On September 25, 2024, the Company and the Shareholders' Representative entered into the second amendment to the Second Amended and Restated Exchange Agreement ("Second Amendment Agreement"). Under the Second Amendment Agreement, the consideration to be paid to the Shareholders was revised from 40,000,000 to 100,000,000 shares of Common Stock ("Exchange Shares") of which, 25,000,000 or 50,000,000 shares out of the Exchange Shares will vest on the Closing Date, and the remaining 75,000,000 or 50,000,000 shares out of the Exchange Shares will be subject to vesting or forfeiture. The Second Amendment Agreement also provides that in the event that the acquisition of the acquisition Target by NextNRG, directly or indirectly through NextNRG or a subsidiary of NextNRG, has been completed prior to the Closing, then 50,000,000 of the Exchange Shares shall be the "Vested Shares" and 50,000,000 of the Exchange Shares shall be the "Restricted Shares" subject to vesting. In the event that the acquisition of the acquisition Target (as defined under the Second Amended and Restated Exchange Agreement) by NextNRG, directly or indirectly through NextNRG or a subsidiary of NextNRG, has not been completed prior to the Closing, then 25,000,000 of the Exchange Shares shall be the "Vested Shares" and 75,000,000 of the Exchange Shares shall be the "Restricted Shares" subject to vesting.
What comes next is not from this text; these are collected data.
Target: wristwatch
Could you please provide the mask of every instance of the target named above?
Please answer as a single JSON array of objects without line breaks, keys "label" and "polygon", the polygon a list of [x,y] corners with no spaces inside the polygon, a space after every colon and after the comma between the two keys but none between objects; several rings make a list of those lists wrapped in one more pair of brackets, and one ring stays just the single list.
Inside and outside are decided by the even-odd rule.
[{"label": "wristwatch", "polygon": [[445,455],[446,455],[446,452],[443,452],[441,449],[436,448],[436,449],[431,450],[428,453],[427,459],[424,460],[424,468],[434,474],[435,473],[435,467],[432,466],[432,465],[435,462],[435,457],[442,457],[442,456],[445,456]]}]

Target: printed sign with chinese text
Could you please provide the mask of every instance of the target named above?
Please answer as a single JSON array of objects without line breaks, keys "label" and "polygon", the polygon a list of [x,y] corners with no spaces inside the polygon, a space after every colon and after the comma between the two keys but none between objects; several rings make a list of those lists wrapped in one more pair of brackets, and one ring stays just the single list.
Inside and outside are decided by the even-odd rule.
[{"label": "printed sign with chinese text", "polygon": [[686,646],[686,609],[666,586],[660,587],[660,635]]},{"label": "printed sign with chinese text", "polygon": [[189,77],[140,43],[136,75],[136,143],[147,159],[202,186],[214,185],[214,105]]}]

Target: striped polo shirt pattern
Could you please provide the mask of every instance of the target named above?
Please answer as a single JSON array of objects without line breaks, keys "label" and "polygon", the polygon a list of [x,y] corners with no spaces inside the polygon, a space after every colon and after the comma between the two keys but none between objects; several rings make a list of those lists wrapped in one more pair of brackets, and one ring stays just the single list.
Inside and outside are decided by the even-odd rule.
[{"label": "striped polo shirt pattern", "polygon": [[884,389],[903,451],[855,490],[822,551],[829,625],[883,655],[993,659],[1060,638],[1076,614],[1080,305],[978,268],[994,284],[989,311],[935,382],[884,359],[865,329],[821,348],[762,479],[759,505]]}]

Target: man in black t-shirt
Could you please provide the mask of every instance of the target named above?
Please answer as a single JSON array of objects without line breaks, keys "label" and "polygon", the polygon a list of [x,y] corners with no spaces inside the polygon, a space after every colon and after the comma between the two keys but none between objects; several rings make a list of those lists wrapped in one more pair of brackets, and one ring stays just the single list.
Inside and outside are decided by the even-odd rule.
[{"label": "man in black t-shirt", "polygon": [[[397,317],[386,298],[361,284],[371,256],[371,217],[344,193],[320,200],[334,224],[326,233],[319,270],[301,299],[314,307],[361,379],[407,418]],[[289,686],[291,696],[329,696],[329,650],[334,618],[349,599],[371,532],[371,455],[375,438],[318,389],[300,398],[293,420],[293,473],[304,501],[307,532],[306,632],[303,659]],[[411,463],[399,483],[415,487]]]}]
The Second Amendment Agreement also amends and restates the vesting schedule for the Restricted Shares and includes amendments to omit and amend certain provisions of the Second Amended and Restated Exchange Agreement in light of the amendment to the Company's certificate of incorporation.

The Shareholders' Representative is the chief executive officer and the controlling shareholder of NextNRG Holding Corp. and is also the beneficial owner of approximately 70% of the Company's issued and outstanding common stock.

The information set forth above is qualified in its entirety by reference to the Second Amendment Agreement, which is incorporated herein by reference and attached hereto as Exhibit 10.1. Any terms not defined herein have the same meaning ascribed to them in the Second Amendment Agreement and the Second Amended and Restated Exchange Agreement.